Given the need for power to run AI workloads, Applied Digital is seeing rapid revenue growth. In its fiscal first quarter, revenue soared 84% year over year to $64.2 million. That came largely from a $26.3 million contribution from tenant fit-out services, which is basically revenue that comes from building out specialized facilities for major customers.

In this case, it was a facility for CoreWeave (CRWV 2.33%). This is a nonrecurring form of revenue with a low gross margin, but it sets the company up for higher-quality revenue growth with CoreWeave in the future.

On the profitability front, the company reported an adjusted $0.03 loss per share compared to a loss of $0.01 per share a year earlier. Adjusted earnings before interest, taxes, depreciation, and amortization (EBITDA) came in at $500,000 compared to $6.3 million last year. While its profitability numbers fell, the company noted that many of the investments it has made have yet to translate into earnings.

Its balance sheet ended the quarter with $114.1 million in cash against $687.3 million in debt.

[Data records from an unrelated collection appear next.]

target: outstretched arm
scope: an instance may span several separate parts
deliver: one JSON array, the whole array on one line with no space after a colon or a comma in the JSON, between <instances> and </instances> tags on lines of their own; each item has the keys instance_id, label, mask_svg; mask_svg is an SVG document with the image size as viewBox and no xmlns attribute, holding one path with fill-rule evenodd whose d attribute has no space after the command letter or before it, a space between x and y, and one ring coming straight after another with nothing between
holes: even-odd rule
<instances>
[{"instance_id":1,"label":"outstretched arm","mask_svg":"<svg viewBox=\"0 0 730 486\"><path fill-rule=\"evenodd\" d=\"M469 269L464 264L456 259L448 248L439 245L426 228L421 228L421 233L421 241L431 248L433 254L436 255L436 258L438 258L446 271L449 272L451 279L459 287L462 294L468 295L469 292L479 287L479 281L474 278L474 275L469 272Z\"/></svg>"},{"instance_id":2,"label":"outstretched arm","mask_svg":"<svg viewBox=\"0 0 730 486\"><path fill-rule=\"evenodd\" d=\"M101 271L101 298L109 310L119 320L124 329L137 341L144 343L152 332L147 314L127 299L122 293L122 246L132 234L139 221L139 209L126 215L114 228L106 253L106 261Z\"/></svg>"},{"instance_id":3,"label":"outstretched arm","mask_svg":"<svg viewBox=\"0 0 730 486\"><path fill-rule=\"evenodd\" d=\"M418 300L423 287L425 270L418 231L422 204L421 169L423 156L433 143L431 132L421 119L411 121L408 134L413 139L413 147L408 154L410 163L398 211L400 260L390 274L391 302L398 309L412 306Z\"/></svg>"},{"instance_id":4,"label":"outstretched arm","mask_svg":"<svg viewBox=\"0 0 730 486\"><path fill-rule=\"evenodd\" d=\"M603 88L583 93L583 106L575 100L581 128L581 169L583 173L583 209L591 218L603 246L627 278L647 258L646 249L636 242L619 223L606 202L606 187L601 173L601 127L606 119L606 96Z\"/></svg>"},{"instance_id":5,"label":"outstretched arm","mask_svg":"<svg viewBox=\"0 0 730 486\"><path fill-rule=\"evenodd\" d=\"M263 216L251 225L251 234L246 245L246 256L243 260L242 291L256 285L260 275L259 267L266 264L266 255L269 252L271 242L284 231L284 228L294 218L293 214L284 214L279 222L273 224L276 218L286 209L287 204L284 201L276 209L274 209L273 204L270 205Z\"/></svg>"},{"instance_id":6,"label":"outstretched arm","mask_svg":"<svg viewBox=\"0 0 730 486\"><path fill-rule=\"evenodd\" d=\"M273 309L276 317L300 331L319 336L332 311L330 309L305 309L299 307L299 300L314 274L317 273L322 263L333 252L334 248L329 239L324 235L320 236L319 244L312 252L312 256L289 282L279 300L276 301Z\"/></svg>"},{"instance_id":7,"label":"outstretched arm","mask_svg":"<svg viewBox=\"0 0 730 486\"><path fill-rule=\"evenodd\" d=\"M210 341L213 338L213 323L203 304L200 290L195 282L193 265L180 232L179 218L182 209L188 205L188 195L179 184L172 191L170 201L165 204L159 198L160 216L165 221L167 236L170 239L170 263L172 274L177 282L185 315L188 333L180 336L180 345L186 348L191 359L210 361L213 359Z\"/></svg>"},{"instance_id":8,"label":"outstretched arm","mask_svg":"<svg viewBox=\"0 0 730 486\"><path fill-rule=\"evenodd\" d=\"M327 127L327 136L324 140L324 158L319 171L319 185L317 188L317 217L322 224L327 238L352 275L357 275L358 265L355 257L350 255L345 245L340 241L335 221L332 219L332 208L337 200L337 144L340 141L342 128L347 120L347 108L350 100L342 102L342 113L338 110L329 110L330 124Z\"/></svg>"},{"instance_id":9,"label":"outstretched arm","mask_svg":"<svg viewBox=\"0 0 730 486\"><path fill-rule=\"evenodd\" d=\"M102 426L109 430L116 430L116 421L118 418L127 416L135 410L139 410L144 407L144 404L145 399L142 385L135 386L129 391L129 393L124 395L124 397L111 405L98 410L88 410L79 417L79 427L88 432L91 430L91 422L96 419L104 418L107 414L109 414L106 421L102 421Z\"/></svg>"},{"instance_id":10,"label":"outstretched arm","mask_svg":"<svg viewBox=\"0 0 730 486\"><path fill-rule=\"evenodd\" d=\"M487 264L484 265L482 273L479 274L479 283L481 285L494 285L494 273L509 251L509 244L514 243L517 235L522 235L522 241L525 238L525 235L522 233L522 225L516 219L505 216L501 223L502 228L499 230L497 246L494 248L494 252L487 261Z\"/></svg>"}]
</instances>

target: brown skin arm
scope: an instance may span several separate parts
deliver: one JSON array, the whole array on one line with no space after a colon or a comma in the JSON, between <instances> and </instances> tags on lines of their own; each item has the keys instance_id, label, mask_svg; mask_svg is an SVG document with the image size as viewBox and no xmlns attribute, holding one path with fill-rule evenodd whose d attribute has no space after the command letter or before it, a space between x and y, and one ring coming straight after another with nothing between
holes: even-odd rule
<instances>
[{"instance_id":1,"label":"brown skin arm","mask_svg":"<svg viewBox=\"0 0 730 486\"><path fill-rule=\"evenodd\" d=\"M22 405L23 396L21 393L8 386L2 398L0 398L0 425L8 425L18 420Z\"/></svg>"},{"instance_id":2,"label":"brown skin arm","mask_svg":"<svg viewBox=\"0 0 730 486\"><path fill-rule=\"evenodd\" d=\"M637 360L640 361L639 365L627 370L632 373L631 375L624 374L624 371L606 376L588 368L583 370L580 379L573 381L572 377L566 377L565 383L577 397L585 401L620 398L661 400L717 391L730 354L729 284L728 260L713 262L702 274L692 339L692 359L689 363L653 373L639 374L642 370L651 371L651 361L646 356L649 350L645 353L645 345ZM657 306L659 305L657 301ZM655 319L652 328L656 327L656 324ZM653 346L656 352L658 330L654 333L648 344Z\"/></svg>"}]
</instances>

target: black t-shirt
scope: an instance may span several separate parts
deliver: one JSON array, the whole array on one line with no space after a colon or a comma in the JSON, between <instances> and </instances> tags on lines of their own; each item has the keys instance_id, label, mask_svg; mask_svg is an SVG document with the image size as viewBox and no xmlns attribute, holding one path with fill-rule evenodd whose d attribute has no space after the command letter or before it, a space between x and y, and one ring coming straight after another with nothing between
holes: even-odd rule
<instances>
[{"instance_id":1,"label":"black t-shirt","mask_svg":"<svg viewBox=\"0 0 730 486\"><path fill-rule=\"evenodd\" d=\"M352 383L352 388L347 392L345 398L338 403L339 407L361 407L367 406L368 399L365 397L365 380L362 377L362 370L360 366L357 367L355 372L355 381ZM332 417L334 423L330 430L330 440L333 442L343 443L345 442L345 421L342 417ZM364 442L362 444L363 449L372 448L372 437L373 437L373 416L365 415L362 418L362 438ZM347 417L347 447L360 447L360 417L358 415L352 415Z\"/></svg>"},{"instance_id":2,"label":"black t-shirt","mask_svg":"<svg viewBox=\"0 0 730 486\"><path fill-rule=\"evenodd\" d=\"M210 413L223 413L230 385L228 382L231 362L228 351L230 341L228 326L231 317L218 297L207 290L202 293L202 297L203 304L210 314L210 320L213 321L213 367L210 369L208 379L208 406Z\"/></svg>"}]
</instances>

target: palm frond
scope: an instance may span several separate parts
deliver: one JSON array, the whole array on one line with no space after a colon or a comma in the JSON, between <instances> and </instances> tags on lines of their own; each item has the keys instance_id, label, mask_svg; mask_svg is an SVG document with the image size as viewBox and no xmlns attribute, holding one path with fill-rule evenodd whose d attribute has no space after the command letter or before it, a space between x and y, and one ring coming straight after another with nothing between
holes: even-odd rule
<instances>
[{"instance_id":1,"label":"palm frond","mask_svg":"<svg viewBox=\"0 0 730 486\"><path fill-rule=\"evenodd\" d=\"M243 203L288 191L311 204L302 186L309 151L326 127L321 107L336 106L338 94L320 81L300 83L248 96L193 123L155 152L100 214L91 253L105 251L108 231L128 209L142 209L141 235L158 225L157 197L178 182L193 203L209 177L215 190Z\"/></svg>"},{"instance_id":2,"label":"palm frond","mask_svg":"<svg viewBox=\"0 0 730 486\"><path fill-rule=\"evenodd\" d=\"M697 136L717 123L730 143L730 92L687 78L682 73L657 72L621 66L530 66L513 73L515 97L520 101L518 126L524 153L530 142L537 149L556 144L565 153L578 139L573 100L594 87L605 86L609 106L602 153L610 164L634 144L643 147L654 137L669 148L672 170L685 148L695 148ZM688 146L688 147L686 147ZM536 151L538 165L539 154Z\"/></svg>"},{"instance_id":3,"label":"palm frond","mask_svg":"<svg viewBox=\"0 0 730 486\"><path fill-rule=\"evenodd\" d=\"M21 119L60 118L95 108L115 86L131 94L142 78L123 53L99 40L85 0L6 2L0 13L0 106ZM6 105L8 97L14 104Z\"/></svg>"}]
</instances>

Since the quarter ended, it has raised another $362.5 million in fresh financing.

While Applied Digital saw strong revenue growth, most of this was from a one-time, low-margin situation. As such, that's not what really got investors excited. What likely sent the stock soaring were the deals and financing management announced. The company expanded its lease agreement with CoreWeave, which is one of the fastest-growing players in cloud computing, bumping up the total value of its contract to about $11 billion.

On top of that, management announced that it broke ground on its huge Polaris Forge 2 campus in North Dakota, backed initially by funding from Macquarie Equipment Capital. It also signed a huge $5 billion preferred equity facility with Macquarie Asset Management, which is expected to finance a big portion of the company's ongoing expansion while minimizing how much new stock it needs to issue.

Taken together, these could unlock as much as $20 billion to $25 billion in total capital, which would be enough money for multiple new campuses over the next few years.

Polaris Forge 1 is already scaling up rapidly and is expected to exceed 1 gigawatt between 2028 and 2030, depending on new transmission line approvals. The first Polaris Forge 2 building is set to come online in late 2026 and reach full capacity by 2027.

Applied Digital's big advantage is its access to power, and it said its proven designs are leading to more opportunities with third parties that have access to power but lack the ability to design these facilities. It currently has a pipeline for 4 gigawatts of power.

Is it too late to buy the stock?

Applied Digital's investment case is pretty straightforward. The limiting factor in the AI boom isn't chips anymore; it's the lack of facilities capable of supporting them.

Nvidia has said that the AI infrastructure market could grow to between $3 trillion to $4 trillion in the next several years, which is a huge number. Applied Digital, meanwhile, is positioning itself as one of the few players ready to deliver the power and facilities needed to host these vast data centers.

If its business can scale up and eventually show strong operating leverage, the stock could have much more upside from here.